As luck would have it, about the same time, she starts rooming with Florence — or, “Floss” as she likes to be called, because given names are for bitches.
Floss has moved to NYC with one goal: to become significant.
And, towards this end, she spends all of her waking time — which, for the record, is usually between the hours of 6pm and 5am — attending parties in outfits that cover as little of her body as possible and making herself visible to the people who, in her perception, matter most.
When Orla realizes that her CraigsList-selected roommate has this, goal she rather rapidly comes to the realization that their relationship could be a symbiotic one.
So Orla and Floss start working in tandem.
When Floss goes out, Orla reports on it.
When Floss posts a video, Orla amplifies it.
And when Floss’s followers start to grow, Orla celebrates it.
But this is just half of our story.
In the temporally distant future — more than 4 decades after Orla and Floss began their dual effort to make Floss famous — lives Marlow.

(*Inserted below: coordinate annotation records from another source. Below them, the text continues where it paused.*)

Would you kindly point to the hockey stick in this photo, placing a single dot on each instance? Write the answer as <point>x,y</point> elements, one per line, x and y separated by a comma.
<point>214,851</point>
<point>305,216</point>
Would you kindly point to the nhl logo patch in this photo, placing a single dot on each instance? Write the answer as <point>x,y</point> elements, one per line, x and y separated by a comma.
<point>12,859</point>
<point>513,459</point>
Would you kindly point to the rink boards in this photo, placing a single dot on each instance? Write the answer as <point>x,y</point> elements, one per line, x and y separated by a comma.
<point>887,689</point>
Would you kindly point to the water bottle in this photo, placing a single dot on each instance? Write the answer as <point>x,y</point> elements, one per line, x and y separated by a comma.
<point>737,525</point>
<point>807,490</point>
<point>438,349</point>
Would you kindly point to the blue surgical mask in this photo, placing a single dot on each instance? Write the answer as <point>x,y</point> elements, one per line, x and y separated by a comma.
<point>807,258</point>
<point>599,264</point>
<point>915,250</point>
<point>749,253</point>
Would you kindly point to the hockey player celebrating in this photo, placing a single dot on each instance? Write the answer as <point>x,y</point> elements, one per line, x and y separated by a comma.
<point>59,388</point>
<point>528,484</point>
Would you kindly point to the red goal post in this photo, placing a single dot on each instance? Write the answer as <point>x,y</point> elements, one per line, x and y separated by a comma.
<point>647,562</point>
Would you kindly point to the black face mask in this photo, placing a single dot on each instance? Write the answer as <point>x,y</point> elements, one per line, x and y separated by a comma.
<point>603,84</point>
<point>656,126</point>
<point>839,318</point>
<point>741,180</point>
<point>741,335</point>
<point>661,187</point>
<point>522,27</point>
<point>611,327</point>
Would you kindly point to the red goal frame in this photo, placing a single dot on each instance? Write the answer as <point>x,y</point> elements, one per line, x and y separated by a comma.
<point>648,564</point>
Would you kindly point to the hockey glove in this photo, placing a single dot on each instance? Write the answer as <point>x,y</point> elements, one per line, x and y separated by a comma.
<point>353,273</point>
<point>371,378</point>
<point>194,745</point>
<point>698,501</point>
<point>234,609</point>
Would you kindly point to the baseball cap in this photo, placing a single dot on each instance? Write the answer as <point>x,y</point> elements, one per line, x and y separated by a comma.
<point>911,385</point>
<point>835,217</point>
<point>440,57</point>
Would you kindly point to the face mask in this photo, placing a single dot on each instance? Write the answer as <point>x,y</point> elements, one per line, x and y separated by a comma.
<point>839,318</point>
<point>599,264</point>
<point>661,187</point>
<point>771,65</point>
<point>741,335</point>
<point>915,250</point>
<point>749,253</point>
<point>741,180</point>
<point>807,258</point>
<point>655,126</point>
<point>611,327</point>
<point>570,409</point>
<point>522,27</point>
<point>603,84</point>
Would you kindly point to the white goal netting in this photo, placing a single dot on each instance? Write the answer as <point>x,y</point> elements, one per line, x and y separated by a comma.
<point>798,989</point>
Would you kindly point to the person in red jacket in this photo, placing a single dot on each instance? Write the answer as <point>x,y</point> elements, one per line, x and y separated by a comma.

Marlow has, from a very young age, lived in Constellation, California.
And, in Constellation, only one thing really matters: your followers.
Everyone in Constellation is a personality, followed in real-time by people around the globe.
Their lives are choreographed, their relationships planned, their stories pre-determined by writers who sit in a room, sipping stale coffee while they literally fucking play God.
Because Marlow has never really known a different life, she’s never thought to push back against the forces that try to keep her on her prescribed path.
But when her a new plot-point is thrown into her story — one that will irrevocably change Marlow’s life — she feels stifled, suffocated, surrounded by people less concerned with her as a human and more concerned with her as a product.
Suddenly Marlow is no longer satisfied to play her prescribed role. She needs to escape from it all. But, when the whole world thinks they know who you are, can you ever really break free from that image?
Readers will walk away from this novel both invested in the characters Angelo so effortlessly crafts and engaged in contemplation of the implications of the exceedingly public lives we so often elect to lead.